Historical Reindeer Corrals as Portraits of Human-Nature Relationships in Northern Finland





reindeer herding; northern Finland; boreal forests; reindeer corral; historical ecology


Reindeer herding has been practised in northern boreal and subarctic regions of Fennoscandia for several centuries. The gathering and separation of reindeer for slaughter and calf marking are significant and cyclical activities of reindeer herding that are commonly carried out in reindeer corrals composed of circular-shaped fences of wood or stone construction leading into the corral. Using archaeological databases, we mapped historical reindeer corrals in northern Finland dating from the late 1800s to the 1960s for the entire reindeer herding area and characterized the legacies of their past use on present-day vegetation in Peräpohjola.
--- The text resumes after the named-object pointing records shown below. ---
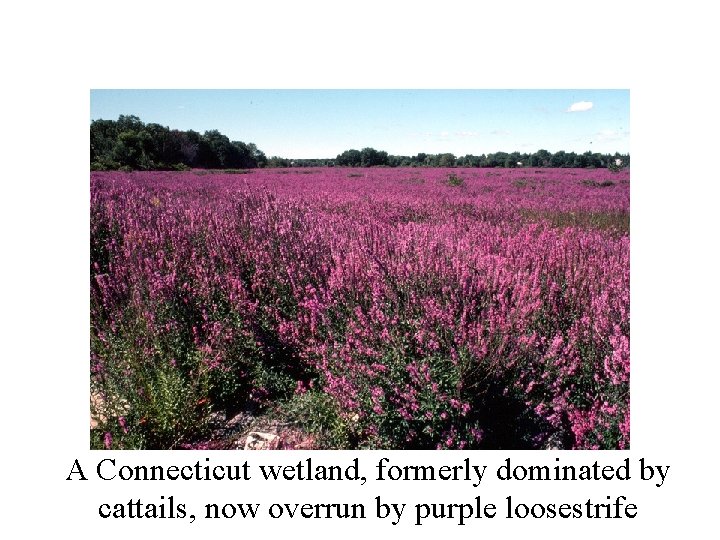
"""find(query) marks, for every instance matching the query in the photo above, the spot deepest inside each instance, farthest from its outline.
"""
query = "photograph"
(396, 269)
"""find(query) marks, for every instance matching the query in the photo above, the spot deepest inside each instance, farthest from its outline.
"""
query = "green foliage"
(453, 180)
(129, 144)
(317, 413)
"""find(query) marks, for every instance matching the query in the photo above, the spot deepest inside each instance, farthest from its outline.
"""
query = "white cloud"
(610, 135)
(580, 106)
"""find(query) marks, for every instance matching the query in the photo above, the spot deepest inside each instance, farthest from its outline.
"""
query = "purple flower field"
(364, 308)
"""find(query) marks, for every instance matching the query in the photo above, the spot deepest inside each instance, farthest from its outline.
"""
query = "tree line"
(369, 157)
(129, 144)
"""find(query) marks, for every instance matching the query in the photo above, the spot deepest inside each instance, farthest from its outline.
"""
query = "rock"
(257, 440)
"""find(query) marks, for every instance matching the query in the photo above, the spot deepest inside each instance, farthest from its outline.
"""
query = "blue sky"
(323, 123)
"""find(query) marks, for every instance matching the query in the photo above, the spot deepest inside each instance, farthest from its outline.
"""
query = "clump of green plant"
(593, 183)
(453, 180)
(318, 413)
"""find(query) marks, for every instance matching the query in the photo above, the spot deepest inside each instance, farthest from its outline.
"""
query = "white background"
(54, 53)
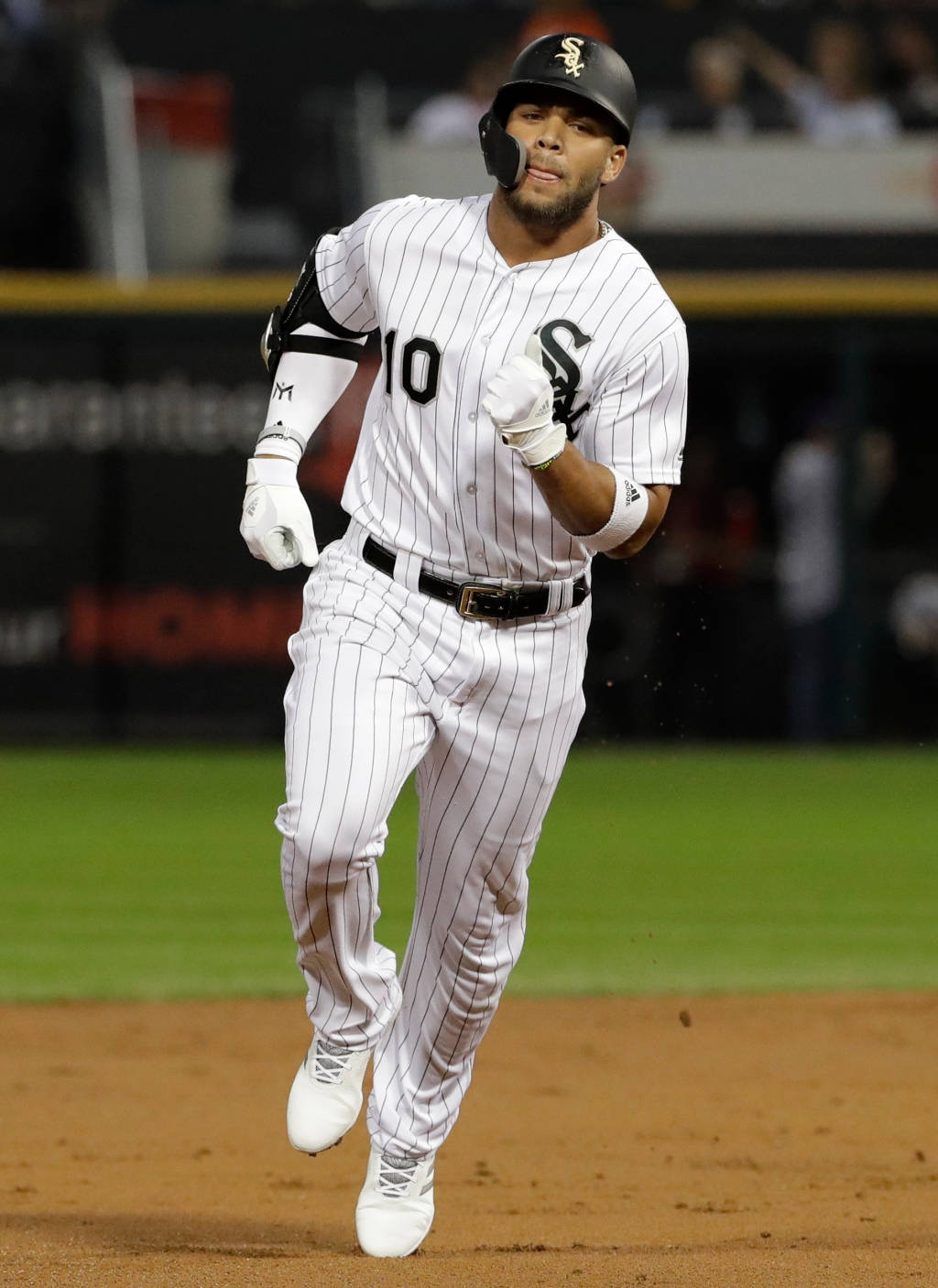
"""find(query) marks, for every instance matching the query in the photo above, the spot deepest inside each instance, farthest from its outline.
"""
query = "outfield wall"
(130, 608)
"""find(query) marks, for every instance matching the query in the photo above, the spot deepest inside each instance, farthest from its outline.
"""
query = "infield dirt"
(751, 1141)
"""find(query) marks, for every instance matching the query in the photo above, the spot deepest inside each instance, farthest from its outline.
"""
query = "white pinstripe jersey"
(431, 475)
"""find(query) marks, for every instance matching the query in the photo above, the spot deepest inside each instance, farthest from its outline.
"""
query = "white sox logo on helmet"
(570, 56)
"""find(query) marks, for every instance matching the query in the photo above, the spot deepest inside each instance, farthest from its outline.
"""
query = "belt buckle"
(468, 592)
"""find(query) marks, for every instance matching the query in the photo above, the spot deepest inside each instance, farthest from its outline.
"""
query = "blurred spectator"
(835, 102)
(38, 225)
(913, 615)
(703, 551)
(716, 73)
(913, 63)
(455, 117)
(714, 101)
(551, 16)
(808, 492)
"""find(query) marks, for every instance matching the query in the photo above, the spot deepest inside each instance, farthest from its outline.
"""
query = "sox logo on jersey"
(564, 371)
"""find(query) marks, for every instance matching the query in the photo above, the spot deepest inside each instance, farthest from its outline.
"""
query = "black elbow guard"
(304, 305)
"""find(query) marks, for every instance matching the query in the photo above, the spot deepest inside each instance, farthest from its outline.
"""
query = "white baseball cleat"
(326, 1095)
(395, 1209)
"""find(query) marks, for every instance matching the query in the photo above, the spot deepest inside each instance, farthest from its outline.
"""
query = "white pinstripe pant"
(388, 681)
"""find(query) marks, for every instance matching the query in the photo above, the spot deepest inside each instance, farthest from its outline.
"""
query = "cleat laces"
(330, 1062)
(396, 1174)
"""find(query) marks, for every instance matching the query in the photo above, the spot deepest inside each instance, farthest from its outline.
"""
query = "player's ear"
(614, 162)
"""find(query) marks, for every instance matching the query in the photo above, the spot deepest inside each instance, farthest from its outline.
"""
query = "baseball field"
(716, 1062)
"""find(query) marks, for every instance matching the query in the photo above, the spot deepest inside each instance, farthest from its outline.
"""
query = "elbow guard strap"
(306, 307)
(629, 510)
(308, 384)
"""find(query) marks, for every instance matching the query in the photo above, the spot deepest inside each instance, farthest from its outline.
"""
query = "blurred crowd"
(855, 84)
(839, 80)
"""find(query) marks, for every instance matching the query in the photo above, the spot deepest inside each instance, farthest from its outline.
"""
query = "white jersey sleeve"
(639, 420)
(343, 268)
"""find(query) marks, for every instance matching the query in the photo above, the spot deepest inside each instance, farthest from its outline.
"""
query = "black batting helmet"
(569, 60)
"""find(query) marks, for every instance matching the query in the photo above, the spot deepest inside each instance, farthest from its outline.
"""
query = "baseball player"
(528, 415)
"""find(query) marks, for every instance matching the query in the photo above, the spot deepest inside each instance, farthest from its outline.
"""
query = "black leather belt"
(474, 598)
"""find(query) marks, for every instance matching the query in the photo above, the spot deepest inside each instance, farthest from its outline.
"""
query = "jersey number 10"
(419, 367)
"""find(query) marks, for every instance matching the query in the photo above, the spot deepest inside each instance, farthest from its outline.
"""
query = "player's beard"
(555, 215)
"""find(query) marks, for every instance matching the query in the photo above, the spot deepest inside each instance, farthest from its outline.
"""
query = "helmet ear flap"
(506, 156)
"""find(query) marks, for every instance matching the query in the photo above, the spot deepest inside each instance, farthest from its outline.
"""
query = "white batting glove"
(520, 402)
(276, 522)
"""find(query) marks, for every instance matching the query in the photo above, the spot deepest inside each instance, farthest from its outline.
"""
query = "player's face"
(570, 156)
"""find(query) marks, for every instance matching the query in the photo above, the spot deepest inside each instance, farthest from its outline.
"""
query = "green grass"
(155, 873)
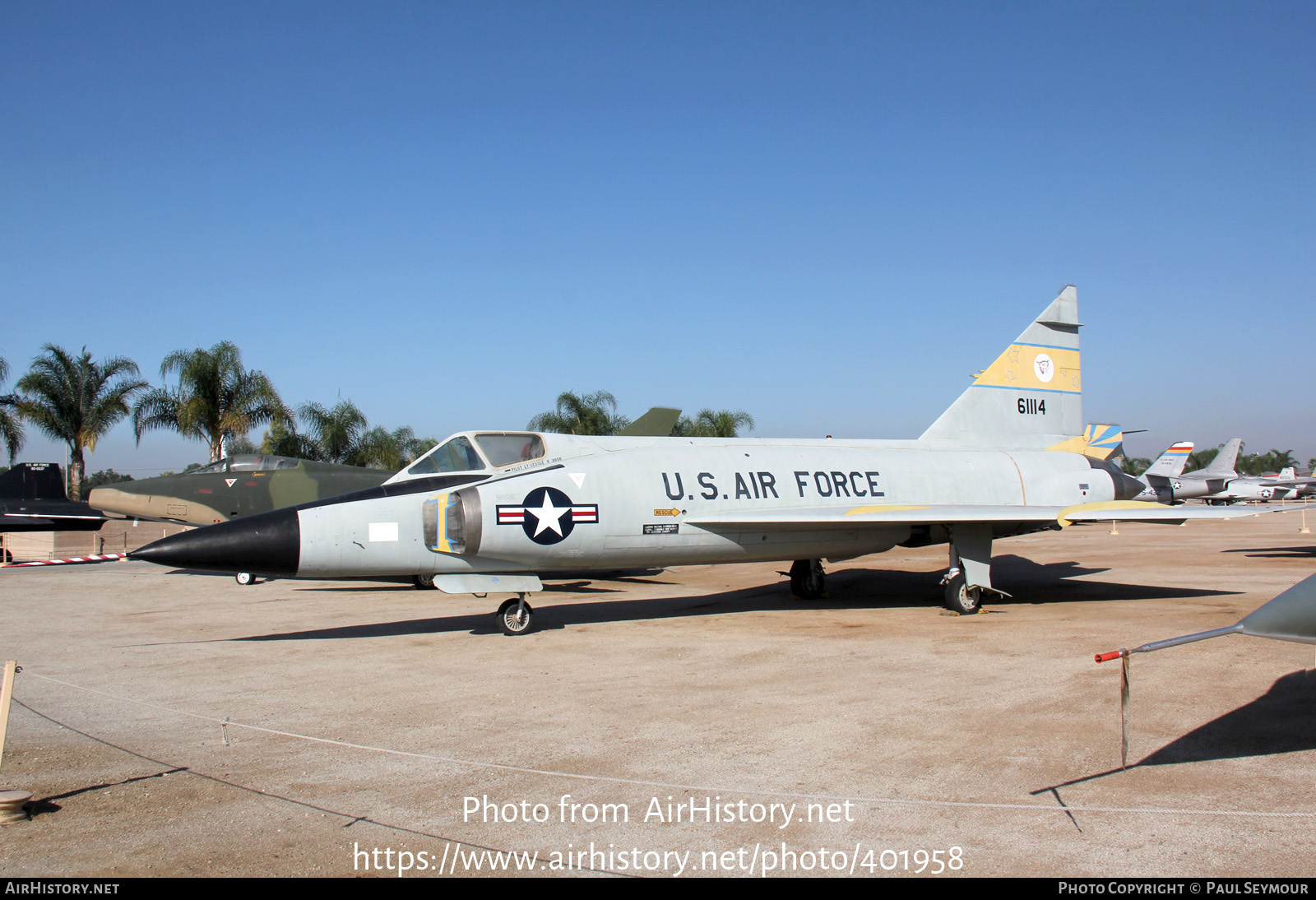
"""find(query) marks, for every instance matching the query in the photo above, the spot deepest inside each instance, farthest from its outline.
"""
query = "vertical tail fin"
(1031, 397)
(1224, 462)
(33, 482)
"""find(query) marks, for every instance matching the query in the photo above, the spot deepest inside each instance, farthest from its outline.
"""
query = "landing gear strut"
(807, 579)
(969, 574)
(515, 616)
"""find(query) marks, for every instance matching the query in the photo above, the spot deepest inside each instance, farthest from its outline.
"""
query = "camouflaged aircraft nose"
(266, 544)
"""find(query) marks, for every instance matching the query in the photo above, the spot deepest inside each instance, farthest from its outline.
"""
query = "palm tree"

In total, 94 corrals were located. Reindeer separations created a niche for novel plant communities with increasing graminoids in relation to dwarf shrubs and formation of a dense birch grove. Corrals have also preserved old rare trees left standing inside the corral to provide shelter for reindeer. The positioning of the corrals in the landscape was usually planned in a way that utilized man-made constructions and natural barriers, such as peatlands, and the typical behaviour of the reindeer in combination with both. When the wooden constructions had collapsed and decomposed, only the different vegetation indicates their past existence.